Differences by type of contract
The previous analysis corresponds to the average of the contracts, but Iseak also disaggregates by type of employment relationship. They observe that permanent contracts last less than before the reform: after one month, the survival of permanent contracts was 91.5% in 2019 and 87.8% in 2022; at six months, 86.4% in 2019 compared to 80.4% in 2022.
Gorjón, Lizarraga and Romero believe that this drop could be explained by “a change in the composition of people who access permanent employment.” They believe that “before the reform, mainly workers with more consolidated employment ties signed a permanent contract,” while afterward “people who previously would have signed a temporary contract now sign a permanent contract.” “Therefore, the group of workers with an indefinite contract has become more heterogeneous, reducing the probability of survival without individual ties necessarily being less stable,” the authors add.
At the same time, they see a “descending” survival after the reform in discontinuous fixed contracts, which is explained, as Conde-Ruiz already stated, in that part of the precariousness related to temporary contracts has been displaced to this other figure. “The poor stability of temporary contracts has barely changed after the reform,” they add.
The authors have also delved into differences by sex, age and nationality. And they come to the conclusion that the groups that most improve their position compared to the period prior to the reform are those that suffered the most temporary employment both then and now: women, those over 30 years old and foreigners.
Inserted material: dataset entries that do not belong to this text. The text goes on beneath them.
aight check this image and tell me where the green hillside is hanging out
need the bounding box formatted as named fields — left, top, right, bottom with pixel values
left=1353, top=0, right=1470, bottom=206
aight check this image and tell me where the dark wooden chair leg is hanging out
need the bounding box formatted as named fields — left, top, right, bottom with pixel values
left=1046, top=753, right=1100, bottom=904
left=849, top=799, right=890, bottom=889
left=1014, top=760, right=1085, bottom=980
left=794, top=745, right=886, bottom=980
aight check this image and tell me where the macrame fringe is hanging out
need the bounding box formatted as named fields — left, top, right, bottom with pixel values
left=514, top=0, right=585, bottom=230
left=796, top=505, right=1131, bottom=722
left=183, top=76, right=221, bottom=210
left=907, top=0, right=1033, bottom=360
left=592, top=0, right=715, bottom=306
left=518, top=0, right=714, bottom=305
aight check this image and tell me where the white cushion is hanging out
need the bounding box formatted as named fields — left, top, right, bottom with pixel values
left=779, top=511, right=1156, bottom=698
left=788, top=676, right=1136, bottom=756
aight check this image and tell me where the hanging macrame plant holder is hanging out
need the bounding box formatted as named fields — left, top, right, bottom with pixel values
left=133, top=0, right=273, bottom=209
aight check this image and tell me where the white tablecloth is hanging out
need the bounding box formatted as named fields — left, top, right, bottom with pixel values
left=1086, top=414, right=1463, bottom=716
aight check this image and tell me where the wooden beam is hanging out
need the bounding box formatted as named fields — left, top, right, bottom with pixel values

Regarding female employment, Iseak explains that in 2019 the survival of contracts initiated by women was 47.8%, compared to 50.3% for men. In 2022, survival increases by 7.6 points for women and 6.9 for men. “Despite the fact that women improve more, the gender gap in job stability persists.” By sectors, with the same logic, the survival of contracts improves more in activities such as hospitality.
Labor reform and expansion cycle
“The survival curves are unequivocal: in the years in which the labor reform has been in force, contracts initiated in Spain have a lower probability of being terminated. This improvement is generalized—it is observed in all groups and most of the sectors analyzed—and is sustained,” conclude the authors, who point to two reasons behind these changes: the labor reform and the positive economic cycle. “The contracts may last longer due to the reform, but also because Spain is going through an expansionary cycle with historically high employment levels, among other reasons. Both factors operate simultaneously and it is not possible to separate them without a counterfactual impact evaluation design that exceeds the objective of this analysis,” the authors add.
The authors end their study with recommendations, among which is the avoidance of part-time abuse, one of the problems that unions have been highlighting most recently. “A reform would be necessary that establishes full-time employment as an ordinary form of contracting, limiting the use of part-time employment to those companies that, due to specific circumstances, justify the need to establish a contract for less than full-time employment,” say Gorjón, Lizarraga and Romero.
They also demand that active employment policies prioritize companies and sectors with higher contract survival rates and that there is still too much temporary employment in some sectors and population groups. “Despite the progress, a relevant part of the contracts is still not extended beyond the first months. Consolidating and extending stable employment to currently less covered segments is a task that remains ahead,” adds the study.